Et le texte est formidable, assez fort (mais la sauvagerie, et c'est souligné par le jeu de l'actrice, est un peu celle d'un gamin, et parfois se mue en tendresse).

Baal, garçon est joué par une actrice, et Louise la servante l'est par un très grand garçon.

Cécile Hesme est remarquable, mais fort bien entourée. Et l'acteur, un peu musicien gitan, formidablement et brutalement drôle, qui joue Eckart, sait aussi être grave, entraîné par sa vitalité et son amitié-amour pour Baal.
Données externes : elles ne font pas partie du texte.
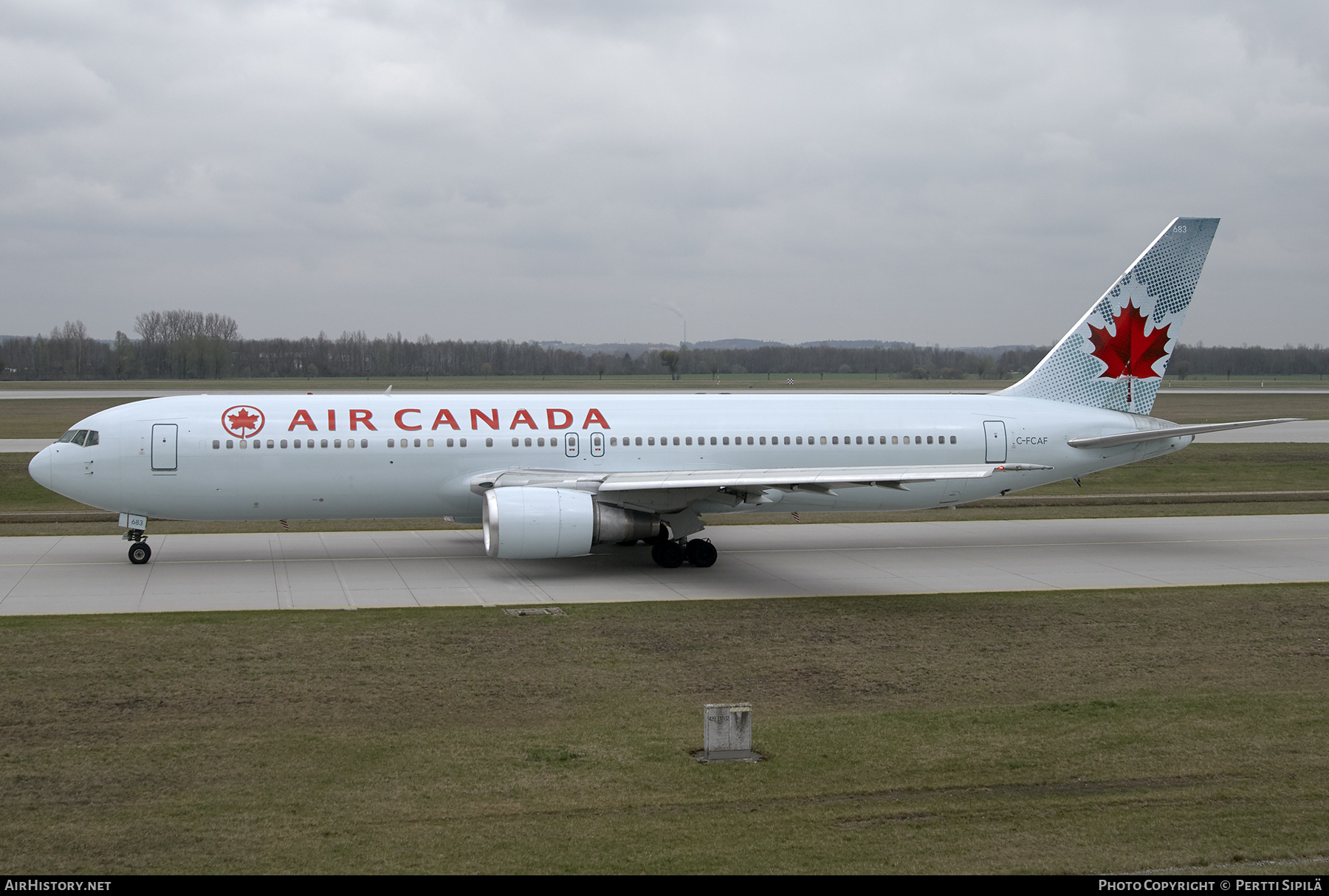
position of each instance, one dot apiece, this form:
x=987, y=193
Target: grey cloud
x=960, y=173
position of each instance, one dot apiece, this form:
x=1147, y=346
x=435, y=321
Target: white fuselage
x=402, y=464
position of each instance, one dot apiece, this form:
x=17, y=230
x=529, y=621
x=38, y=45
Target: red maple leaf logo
x=242, y=421
x=1130, y=353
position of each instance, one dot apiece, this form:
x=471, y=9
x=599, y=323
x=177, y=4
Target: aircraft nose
x=40, y=468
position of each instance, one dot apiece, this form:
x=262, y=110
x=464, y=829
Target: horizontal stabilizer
x=1169, y=433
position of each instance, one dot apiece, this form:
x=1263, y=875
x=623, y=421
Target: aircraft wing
x=1169, y=433
x=817, y=479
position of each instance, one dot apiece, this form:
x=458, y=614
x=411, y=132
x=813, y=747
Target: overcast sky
x=589, y=172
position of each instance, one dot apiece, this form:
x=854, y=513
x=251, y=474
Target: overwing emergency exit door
x=164, y=446
x=995, y=433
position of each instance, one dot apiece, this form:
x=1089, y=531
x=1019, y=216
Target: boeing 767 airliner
x=552, y=475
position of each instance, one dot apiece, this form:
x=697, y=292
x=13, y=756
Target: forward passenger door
x=995, y=433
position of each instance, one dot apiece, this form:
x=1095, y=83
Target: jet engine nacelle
x=528, y=523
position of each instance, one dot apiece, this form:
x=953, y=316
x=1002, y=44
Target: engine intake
x=529, y=523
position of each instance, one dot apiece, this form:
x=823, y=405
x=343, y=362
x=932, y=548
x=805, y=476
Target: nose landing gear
x=139, y=551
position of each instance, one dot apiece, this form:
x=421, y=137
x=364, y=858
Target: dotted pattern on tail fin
x=1161, y=285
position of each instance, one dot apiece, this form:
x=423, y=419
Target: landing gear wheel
x=701, y=554
x=667, y=554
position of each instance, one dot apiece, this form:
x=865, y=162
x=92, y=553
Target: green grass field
x=1069, y=731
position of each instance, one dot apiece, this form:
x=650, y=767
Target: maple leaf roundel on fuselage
x=1130, y=353
x=242, y=421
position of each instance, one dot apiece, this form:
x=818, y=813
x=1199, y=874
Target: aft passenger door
x=995, y=433
x=164, y=446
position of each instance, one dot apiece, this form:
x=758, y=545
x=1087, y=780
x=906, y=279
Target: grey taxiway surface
x=372, y=569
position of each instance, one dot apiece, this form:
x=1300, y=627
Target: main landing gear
x=670, y=554
x=139, y=551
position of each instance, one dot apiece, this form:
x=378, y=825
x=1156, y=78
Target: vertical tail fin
x=1116, y=356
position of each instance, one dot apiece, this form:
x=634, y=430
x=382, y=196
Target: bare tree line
x=192, y=345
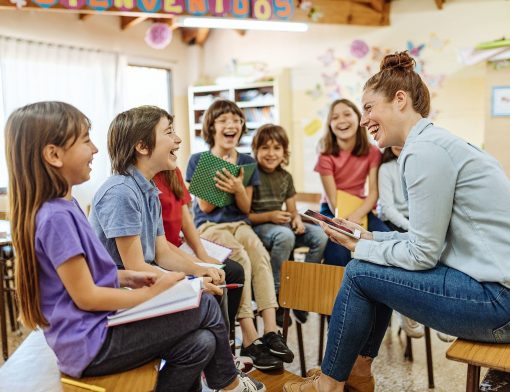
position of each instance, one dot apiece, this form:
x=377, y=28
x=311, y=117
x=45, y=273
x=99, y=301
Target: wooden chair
x=310, y=287
x=476, y=355
x=408, y=354
x=33, y=367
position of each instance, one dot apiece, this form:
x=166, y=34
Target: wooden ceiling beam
x=129, y=21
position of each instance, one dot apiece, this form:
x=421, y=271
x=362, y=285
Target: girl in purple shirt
x=67, y=283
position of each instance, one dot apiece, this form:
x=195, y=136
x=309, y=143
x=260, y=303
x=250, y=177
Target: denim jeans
x=335, y=254
x=280, y=241
x=442, y=298
x=191, y=341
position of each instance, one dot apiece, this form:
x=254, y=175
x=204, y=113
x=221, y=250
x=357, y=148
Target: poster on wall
x=501, y=101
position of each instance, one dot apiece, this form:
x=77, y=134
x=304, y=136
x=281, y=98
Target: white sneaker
x=412, y=328
x=445, y=337
x=246, y=384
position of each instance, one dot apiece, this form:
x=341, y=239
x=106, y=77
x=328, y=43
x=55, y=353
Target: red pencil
x=230, y=286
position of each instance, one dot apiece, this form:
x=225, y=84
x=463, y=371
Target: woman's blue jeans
x=335, y=254
x=442, y=298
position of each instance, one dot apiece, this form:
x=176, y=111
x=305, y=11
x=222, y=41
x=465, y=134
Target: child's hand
x=280, y=217
x=297, y=225
x=217, y=275
x=355, y=218
x=210, y=288
x=167, y=280
x=226, y=182
x=137, y=279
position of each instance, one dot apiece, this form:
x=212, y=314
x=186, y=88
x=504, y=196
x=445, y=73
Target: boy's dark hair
x=128, y=129
x=269, y=132
x=217, y=108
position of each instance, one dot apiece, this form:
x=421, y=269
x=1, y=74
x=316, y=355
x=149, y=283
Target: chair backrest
x=309, y=286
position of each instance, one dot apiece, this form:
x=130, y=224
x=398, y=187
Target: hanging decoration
x=158, y=36
x=359, y=48
x=19, y=3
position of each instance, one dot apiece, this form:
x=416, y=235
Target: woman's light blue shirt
x=459, y=209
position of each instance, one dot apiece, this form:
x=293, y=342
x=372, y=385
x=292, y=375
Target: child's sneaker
x=445, y=338
x=261, y=356
x=246, y=384
x=274, y=341
x=244, y=364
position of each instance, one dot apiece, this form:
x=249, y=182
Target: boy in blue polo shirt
x=126, y=212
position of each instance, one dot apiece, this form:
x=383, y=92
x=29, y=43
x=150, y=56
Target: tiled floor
x=392, y=372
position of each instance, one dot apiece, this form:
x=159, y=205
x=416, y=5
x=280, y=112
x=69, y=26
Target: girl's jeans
x=442, y=298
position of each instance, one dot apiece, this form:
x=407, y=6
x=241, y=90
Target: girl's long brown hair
x=32, y=182
x=328, y=144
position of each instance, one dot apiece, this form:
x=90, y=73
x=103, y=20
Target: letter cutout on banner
x=149, y=5
x=196, y=7
x=219, y=7
x=173, y=6
x=283, y=9
x=262, y=9
x=45, y=3
x=240, y=8
x=99, y=5
x=73, y=4
x=124, y=4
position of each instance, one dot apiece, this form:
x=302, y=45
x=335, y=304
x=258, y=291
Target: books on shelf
x=346, y=204
x=203, y=185
x=216, y=251
x=184, y=295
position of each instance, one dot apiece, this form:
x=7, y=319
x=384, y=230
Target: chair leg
x=301, y=349
x=473, y=378
x=321, y=338
x=408, y=352
x=286, y=320
x=430, y=368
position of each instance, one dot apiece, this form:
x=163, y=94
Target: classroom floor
x=393, y=373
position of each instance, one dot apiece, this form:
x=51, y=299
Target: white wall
x=458, y=104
Mélange d'époques dans les costumes (années 60 pour les femmes, plus récents pour les hommes) – des enchainements souples entre les fragments, les interventions de la musique. Jeune, désespéré, plein de vitalité, comique, poétique, tragique.
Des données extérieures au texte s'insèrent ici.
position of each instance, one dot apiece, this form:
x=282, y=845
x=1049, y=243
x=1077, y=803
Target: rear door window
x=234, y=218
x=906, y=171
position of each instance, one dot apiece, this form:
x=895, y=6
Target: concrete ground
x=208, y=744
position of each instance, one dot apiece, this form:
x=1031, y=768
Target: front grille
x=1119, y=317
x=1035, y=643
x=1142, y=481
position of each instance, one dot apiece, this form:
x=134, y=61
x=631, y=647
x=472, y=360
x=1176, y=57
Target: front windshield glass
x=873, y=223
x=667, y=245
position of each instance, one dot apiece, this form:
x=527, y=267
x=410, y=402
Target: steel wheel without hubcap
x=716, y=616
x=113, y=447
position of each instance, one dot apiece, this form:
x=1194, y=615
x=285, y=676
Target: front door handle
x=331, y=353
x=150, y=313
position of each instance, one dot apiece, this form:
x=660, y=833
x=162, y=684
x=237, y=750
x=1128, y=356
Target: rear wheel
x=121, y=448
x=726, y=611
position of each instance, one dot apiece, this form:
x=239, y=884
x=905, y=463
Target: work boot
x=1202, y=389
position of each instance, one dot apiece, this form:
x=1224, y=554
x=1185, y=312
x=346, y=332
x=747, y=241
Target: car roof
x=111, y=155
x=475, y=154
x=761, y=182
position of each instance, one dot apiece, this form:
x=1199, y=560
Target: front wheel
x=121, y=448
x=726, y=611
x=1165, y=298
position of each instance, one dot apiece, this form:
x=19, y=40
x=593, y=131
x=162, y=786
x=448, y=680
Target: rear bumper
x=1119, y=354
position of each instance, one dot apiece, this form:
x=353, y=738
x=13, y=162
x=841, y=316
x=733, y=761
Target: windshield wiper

Une belle soirée, les bruits avaient raison – et une nuit très froide.

6 commentaires:

micheline a dit…

Retirer bons de petites resquilles gratuits aux abords de quelque spectacle que tes désirs insatiables convoitent

webiane a dit…

Quelle envie jamais assouvie de voir, d'écouter, de vivre quoi !
De partager aussi.
Merci Brigitte.
J'ai l'impression d'y être moi aussi.
Et c'est un grand plaisir pour moi qui "fait" le festival un ou deux jours par semaine cette année.

Mathilde a dit…

Je vais aller aujourd'hui au cloitre St-Louis pour savoir s'il reste des places pour Baal, je voulais y aller, mais là tu me donnes vraiment envie !
La photo du monsieur qui tire la langue est surprenante (un grand enfant) et j'aime beaucoup celle où se trouve le petit chaperon rouge en double, version enfant et le même devenu grand !
Patraque comme tu l'es, tu es bien courageuse de traverser le festival telle une jeune fille en pleine possession de tous ses moyens !
J'imagine que tu dois te faire violence pour arriver à suivre un tel programme, mais a priori cela en vaut la chandelle et doit certainement contribuer à ce que tu ailles mieux !
J'ai réussi à visionner, via le net, un bout de Richard II sur France 2, j'ai donc vu la fin que j'ai trouvé belle, mais j'ai été fortement surprise par le peu d'enthousiasme du public ! Mais, peut être n'ont ils pas survécu aux 2h45 de spectacle !!!

brigetoun a dit…

hier il y avait une petite queue d'acheteurs de dernière minute et je pense qu'un certain nombre ont pu rentrer.
Oui suis en rage conte carcasse, parce que j'ai vraiment mal, et des chutes de tension - dois avoir un drôle d'air - j'essaie de faire avec, mais a perturbe ma réception des spectacle

joye a dit…

c'est trop de bonheur, tout ça ET William Carlos Williams...

LA BROUETTE ROUGE

tant dépend
d'une

rouge brou-
ette

glacée de l'eau
de pluie

à côté des
poules blanches

Gérard Méry a dit…

Tous les taïwanais ne rient pas de la même façon !!!